Il agit comme une boussole stratégique, en aidant chacun à mobiliser son CPF à bon escient. En cela, il optimise les dépenses publiques et réduit le gaspillage de formations inadaptées. Le coût moyen d’un bilan (environ 1 800 €) est largement compensé par l’économie générée sur des projets mal ciblés. Supprimer le bilan du CPF, c’est désarmer le CPF lui-même de son rôle d’outil d’orientation et de responsabilisation.
Un enjeu d’égalité des chances
Aujourd’hui, près de 90 % des bilans de compétences sont financés par le CPF. Le supprimer, ce serait réserver ce droit à une minorité :
- les salariés des grandes entreprises,
- les cadres disposant d’autres financements,
- ou ceux qui peuvent se le payer eux-mêmes.
Les plus fragiles (les salariés peu qualifiés, les femmes en reconversion, les demandeurs d’emploi, les seniors) en seraient exclus. Ce serait une fracture sociale dans l’accès à l’accompagnement et à l’orientation, contraire à l’esprit même de la réforme de 2018. Le bilan de compétences, financé par le CPF, garantit un droit universel à l’accompagnement professionnel, un espace neutre pour réfléchir avant d’agir. Le supprimer, c’est fragiliser la liberté de choisir son avenir professionnel.
Une complémentarité essentielle avec le Conseil en évolution professionnelle (Mon CEP)

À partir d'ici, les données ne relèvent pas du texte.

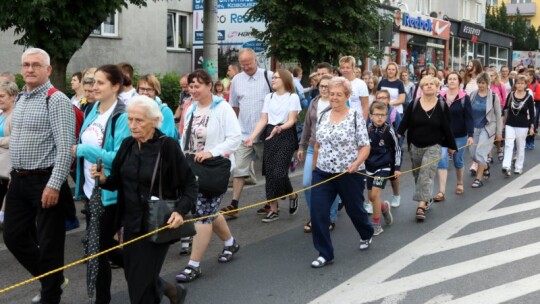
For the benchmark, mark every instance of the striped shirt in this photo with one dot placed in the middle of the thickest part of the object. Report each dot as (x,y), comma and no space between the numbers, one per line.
(42,134)
(247,93)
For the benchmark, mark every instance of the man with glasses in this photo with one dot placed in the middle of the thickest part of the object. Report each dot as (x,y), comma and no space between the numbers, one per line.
(43,128)
(247,92)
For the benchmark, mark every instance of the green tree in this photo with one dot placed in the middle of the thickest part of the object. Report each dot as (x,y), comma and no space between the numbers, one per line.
(58,26)
(314,31)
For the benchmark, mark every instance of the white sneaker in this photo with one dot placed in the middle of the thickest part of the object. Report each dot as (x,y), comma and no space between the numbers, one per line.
(37,298)
(396,201)
(368,207)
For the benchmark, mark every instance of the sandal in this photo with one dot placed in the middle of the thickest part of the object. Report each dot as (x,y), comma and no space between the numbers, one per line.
(420,213)
(487,174)
(230,211)
(228,252)
(307,227)
(439,197)
(459,189)
(189,274)
(320,262)
(477,183)
(332,226)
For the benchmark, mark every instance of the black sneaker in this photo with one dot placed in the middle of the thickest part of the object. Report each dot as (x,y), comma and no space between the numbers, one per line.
(293,205)
(270,217)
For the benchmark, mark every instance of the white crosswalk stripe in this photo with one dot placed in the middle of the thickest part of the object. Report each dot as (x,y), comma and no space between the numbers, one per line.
(383,282)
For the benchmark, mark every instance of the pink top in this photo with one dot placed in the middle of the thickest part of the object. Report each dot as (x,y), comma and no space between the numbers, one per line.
(500,90)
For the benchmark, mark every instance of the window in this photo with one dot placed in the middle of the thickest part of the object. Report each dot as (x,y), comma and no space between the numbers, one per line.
(109,27)
(462,52)
(177,31)
(466,10)
(498,56)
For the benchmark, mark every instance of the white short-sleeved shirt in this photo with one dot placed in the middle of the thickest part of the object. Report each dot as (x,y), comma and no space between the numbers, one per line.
(339,143)
(359,89)
(93,135)
(278,107)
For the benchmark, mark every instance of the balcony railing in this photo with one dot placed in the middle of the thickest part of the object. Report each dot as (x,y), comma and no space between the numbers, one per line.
(525,9)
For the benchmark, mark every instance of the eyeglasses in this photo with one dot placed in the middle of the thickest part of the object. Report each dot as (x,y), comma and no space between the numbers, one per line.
(145,90)
(35,66)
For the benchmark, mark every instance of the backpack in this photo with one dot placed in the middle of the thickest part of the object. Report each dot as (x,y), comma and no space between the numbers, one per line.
(388,139)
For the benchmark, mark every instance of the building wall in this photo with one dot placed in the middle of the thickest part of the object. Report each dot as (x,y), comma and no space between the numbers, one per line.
(534,19)
(141,41)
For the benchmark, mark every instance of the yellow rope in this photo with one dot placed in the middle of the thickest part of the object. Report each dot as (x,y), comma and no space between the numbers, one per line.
(198,219)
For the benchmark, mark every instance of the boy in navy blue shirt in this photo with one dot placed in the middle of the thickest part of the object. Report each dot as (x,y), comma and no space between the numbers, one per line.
(384,161)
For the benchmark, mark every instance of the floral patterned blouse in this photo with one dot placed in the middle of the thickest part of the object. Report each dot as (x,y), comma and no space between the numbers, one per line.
(339,143)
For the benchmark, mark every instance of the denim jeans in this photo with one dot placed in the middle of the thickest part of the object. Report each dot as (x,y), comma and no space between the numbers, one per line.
(306,182)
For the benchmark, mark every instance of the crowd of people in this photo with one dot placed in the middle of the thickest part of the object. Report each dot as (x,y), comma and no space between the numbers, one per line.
(356,129)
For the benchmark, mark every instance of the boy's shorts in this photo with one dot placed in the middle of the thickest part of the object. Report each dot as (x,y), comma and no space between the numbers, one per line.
(378,178)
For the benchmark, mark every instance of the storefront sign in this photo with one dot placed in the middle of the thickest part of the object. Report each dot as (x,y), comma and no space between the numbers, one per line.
(470,30)
(423,25)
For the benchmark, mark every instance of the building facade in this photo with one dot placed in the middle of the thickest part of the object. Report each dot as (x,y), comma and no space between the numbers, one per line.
(154,39)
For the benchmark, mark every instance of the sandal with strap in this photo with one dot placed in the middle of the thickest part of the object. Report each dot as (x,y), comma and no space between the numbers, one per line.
(459,189)
(420,213)
(307,227)
(439,197)
(320,262)
(228,252)
(477,183)
(189,274)
(332,226)
(230,211)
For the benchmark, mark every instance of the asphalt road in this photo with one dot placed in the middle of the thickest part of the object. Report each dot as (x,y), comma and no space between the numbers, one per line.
(481,247)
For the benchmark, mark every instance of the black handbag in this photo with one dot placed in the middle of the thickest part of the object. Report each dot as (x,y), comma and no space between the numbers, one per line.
(159,211)
(212,174)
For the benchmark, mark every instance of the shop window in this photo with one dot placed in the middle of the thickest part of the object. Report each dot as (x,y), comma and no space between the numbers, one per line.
(109,27)
(177,31)
(498,57)
(466,10)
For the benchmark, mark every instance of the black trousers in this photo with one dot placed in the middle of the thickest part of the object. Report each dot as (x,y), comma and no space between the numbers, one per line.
(107,232)
(3,190)
(142,264)
(36,236)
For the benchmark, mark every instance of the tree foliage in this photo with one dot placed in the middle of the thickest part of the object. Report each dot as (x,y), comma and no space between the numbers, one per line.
(58,26)
(314,31)
(525,36)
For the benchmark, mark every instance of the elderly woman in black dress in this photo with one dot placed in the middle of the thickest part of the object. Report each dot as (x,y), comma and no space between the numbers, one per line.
(131,175)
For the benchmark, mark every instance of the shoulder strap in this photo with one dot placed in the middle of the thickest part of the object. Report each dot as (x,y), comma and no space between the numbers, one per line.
(158,163)
(266,79)
(322,114)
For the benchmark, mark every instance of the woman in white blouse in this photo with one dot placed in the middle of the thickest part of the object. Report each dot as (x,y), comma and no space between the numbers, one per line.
(342,144)
(277,128)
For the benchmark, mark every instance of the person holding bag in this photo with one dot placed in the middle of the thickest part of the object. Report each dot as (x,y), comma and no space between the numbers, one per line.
(211,134)
(277,129)
(8,93)
(131,174)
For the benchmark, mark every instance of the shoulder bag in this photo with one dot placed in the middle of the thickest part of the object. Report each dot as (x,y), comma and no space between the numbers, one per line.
(160,210)
(213,173)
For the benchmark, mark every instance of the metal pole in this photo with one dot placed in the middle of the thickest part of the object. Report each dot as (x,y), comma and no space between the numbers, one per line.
(210,46)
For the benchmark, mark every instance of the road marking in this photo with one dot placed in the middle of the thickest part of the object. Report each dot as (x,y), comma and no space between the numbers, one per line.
(375,281)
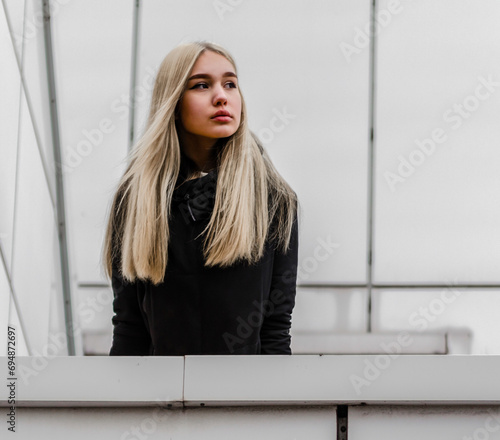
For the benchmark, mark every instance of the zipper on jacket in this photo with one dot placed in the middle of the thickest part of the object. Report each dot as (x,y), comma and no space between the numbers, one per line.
(186,197)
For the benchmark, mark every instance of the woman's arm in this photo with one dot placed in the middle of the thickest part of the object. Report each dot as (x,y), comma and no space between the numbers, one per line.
(275,332)
(130,335)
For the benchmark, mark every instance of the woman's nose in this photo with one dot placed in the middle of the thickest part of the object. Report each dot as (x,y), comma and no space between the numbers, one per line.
(220,96)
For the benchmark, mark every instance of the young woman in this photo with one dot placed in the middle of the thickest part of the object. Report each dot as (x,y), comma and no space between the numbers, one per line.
(201,243)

Le Conseil en évolution professionnelle (Mon CEP) ne peut suffire à orienter tous les actifs. Ce serait ignorer la complémentarité forte entre les deux dispositifs. Le CEP est un service public gratuit, accessible à tous, qui aide à clarifier une situation professionnelle, à identifier des pistes et à orienter vers les bons interlocuteurs. Le bilan de compétences, lui, va plus loin : il constitue un travail approfondi d’analyse, d’introspection et de mise en action, mobilisant des outils psychométriques, des investigations ciblées et un accompagnement personnalisé sur 24 heures.
Autrement dit :
- le CEP éclaire la direction,
- le bilan de compétences construit le chemin.
- à l’issue du bilan de compétences, le CEP accompagne la mise en œuvre du projet (PMSMP, demande de financement, recherche d’emploi…)
Leur articulation est précieuse : beaucoup d’actifs démarrent leur réflexion avec le CEP, puis approfondissent et concrétisent leur projet grâce au bilan. Supprimer le financement du bilan reviendrait à casser cette continuité entre conseil, réflexion et mise en œuvre. CEP et bilan sont les deux faces d’une même logique : accompagner l’autonomie des individus tout en sécurisant les parcours professionnels.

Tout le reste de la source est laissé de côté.